## Seminar program for Spring 2021

We are pleased to resume our online seminar program. As usual, we meet on Thursdays at 3.00pm EST unless otherwise noted.

The following is our current schedule, and more talks will be announced soon.

Feb 4th: No seminar due to the one-day workshop ‘Hyperbolic Day Online‘ organized by Andrey Gogolev (Ohio State) and Rafael Potrie (Universidad de la Republica)

Feb 11th: Sebastian Donoso (University of Chile)

Feb 18th: Daniel Glasscock (UMass Lowell)

Feb 25th: Florian Richter (Northwestern)

Mar 04th: Claire Merriman (The OSU)

Mar 11th: Dominik Kwietniak (Jagiellonian University in Krakow)

Mar 18th: Donald Robertson (University of Manchester)

Mar 25th: Mariusz Lemańczyk (Nicolaus Copernicus University)

Apr 1st: Break

April 8th: Jonathan DeWitt (The University of Chicago)

Apr 15th: Joel Moreira (University of Warwick)

Apr 22nd: Steve Cantrell (The University of Chicago)

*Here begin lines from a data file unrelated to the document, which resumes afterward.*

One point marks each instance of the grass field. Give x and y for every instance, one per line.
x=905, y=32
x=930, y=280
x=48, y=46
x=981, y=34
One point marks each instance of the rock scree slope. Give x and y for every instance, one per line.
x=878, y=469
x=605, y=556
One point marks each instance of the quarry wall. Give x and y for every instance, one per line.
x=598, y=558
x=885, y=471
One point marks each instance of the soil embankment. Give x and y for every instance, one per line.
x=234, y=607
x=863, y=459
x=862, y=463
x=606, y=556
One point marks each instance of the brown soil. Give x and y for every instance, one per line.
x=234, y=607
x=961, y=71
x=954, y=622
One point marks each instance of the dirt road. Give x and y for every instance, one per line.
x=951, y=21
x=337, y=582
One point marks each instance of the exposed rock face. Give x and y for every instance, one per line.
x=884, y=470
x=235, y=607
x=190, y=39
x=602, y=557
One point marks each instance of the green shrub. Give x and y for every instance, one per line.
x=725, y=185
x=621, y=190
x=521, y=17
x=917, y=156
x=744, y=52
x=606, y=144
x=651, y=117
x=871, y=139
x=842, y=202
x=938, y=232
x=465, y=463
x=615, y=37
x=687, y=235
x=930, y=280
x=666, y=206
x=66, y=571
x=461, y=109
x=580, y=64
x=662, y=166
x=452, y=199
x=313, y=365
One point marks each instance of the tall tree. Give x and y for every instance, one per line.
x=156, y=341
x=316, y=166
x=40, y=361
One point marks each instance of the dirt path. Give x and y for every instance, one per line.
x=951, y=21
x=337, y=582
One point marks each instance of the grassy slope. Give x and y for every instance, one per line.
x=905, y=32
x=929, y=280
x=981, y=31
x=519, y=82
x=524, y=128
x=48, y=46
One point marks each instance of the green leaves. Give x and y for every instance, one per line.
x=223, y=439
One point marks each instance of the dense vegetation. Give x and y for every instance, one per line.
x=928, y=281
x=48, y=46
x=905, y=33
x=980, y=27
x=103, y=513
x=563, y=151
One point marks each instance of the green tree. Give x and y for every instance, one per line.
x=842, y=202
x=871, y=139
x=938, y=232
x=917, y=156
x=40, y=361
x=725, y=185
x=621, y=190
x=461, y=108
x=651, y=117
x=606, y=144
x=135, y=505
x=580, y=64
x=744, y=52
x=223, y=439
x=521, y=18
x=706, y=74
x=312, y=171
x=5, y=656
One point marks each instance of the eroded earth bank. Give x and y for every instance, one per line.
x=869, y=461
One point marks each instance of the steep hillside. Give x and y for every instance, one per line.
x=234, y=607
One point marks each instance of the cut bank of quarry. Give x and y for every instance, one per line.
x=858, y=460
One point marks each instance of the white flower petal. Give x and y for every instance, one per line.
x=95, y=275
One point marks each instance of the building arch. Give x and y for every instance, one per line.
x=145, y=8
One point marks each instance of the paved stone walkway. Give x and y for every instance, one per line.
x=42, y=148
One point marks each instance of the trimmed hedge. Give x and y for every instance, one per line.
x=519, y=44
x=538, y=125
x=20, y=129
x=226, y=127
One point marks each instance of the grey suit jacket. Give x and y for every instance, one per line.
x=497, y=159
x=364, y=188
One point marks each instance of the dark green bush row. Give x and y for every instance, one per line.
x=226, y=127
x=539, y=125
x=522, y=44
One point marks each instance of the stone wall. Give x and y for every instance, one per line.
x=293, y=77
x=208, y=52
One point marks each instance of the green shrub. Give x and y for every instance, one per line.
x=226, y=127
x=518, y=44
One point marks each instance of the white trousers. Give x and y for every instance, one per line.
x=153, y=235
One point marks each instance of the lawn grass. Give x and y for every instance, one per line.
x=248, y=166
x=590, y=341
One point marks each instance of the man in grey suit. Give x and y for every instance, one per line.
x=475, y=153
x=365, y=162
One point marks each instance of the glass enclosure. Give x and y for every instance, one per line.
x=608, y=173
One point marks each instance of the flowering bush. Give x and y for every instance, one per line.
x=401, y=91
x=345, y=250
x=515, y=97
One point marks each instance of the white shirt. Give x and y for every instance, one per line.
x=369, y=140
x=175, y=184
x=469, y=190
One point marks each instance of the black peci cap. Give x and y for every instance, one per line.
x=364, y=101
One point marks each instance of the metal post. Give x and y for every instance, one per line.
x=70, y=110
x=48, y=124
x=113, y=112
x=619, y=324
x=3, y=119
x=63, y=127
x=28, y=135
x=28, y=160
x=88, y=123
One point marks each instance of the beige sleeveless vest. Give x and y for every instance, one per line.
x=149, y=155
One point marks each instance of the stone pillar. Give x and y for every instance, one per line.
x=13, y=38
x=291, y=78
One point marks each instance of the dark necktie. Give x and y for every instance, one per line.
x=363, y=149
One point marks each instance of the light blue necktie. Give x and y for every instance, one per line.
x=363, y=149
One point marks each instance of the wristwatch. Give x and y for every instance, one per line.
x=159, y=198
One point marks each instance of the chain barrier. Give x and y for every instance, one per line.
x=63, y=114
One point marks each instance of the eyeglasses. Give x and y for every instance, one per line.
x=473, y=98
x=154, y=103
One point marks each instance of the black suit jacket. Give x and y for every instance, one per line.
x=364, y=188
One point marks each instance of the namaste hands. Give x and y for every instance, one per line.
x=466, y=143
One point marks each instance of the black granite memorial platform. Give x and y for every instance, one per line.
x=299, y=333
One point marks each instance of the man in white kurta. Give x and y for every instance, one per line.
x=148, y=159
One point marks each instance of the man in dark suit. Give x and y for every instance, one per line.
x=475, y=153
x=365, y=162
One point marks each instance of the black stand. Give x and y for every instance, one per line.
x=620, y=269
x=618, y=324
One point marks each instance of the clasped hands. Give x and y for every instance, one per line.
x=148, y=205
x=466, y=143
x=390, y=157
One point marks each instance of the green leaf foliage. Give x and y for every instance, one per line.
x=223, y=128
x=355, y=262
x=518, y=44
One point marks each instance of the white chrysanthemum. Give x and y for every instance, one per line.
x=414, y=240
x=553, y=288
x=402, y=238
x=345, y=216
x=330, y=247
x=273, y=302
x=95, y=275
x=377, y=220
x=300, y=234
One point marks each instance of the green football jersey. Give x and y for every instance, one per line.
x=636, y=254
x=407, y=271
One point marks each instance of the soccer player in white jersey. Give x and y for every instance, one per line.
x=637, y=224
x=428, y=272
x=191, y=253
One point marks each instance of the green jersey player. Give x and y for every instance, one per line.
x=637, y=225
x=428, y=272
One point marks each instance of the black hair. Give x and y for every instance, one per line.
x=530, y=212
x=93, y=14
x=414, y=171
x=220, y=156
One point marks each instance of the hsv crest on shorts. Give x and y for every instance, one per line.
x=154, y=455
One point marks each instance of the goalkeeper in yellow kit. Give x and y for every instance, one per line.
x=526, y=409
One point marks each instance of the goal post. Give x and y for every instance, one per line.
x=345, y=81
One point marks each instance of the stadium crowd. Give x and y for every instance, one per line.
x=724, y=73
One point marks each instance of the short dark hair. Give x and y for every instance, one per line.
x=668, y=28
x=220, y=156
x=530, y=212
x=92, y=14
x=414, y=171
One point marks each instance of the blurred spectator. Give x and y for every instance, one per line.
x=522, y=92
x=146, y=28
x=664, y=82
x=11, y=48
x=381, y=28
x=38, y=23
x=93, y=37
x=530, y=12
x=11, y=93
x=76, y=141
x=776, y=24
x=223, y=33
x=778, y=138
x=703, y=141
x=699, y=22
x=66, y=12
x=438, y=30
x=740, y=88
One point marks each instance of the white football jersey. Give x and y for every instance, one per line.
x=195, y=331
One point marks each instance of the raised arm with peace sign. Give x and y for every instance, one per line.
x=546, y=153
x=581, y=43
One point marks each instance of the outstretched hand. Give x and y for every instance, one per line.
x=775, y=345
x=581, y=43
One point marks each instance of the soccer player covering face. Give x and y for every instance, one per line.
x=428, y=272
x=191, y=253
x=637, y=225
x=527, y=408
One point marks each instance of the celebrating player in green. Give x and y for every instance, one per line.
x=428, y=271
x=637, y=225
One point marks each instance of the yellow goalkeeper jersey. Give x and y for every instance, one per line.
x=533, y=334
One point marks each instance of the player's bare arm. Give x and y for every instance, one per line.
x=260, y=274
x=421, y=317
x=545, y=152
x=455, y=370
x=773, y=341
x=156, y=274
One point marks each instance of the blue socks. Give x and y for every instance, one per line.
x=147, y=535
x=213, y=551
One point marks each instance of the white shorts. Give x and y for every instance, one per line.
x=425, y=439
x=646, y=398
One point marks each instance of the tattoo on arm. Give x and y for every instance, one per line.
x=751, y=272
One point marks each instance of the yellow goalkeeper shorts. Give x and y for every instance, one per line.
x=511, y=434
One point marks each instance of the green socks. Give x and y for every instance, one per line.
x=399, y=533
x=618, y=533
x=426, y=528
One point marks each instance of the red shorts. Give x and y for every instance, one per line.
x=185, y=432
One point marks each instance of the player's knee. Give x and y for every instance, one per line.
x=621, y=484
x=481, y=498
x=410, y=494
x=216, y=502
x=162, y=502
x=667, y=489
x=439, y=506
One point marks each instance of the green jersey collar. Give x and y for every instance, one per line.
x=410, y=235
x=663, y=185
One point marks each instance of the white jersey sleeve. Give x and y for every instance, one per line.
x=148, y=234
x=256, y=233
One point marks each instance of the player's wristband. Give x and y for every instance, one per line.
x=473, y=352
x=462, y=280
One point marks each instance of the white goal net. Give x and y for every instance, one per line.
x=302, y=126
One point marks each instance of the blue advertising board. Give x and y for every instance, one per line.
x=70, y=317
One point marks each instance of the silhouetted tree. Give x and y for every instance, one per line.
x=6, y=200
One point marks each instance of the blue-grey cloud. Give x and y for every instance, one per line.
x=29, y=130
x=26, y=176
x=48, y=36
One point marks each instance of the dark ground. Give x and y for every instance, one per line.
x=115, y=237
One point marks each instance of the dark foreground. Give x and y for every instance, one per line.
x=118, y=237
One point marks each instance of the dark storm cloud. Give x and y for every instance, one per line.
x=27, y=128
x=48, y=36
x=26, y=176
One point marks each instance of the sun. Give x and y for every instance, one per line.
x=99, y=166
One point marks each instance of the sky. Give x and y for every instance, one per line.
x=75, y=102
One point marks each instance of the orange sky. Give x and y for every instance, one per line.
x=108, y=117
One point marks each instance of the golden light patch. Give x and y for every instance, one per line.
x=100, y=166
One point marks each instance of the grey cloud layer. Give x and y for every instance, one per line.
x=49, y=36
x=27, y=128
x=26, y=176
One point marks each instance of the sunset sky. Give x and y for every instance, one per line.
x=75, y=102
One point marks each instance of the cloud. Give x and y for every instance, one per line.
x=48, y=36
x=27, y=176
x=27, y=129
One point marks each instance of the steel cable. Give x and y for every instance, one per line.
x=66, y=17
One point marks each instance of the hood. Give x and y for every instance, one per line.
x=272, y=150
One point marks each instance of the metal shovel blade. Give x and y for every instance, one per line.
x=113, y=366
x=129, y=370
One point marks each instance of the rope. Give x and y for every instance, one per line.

Apr 29th: Dmitry Kleinbock (Brandeis University)

## New Ohio State Online Ergodic Theory Seminar

UPDATE: We will continue our program in Spring 2021. However, we are taking a brief Winter hiatus. We expect to resume in February.

We are pleased to announce that we will be running an online seminar program in Fall 2020. The seminar will take place in our usual time slot unless otherwise noted – Thursdays 3.00pm (EST). Some seminars are scheduled at an alternate time of Friday 12.40pm (EST).

Our current schedule for the semester follows:

Sept 17: Lien-Yung “Nyima” Kao (George Washington University)

Oct 2 (Friday, 1pm EST): Tushar Das (University of Wisconsin)

Oct 9 (Friday, 12.40pm EST): Mark Demers (Fairfield University)

Oct 16 (Friday, 12.40pm EST): Tianyu Wang (Ohio State)

Oct 22: Andrew Best (Ohio State)

Oct 29: Tamara Kucherenko (City College of New York)

Nov 12: Shahriah Mirzadeh (Michigan State)

Nov 19: Yeor Hafuta (Ohio State)

Dec 3: Nikos Frantzikinakis (University of Crete)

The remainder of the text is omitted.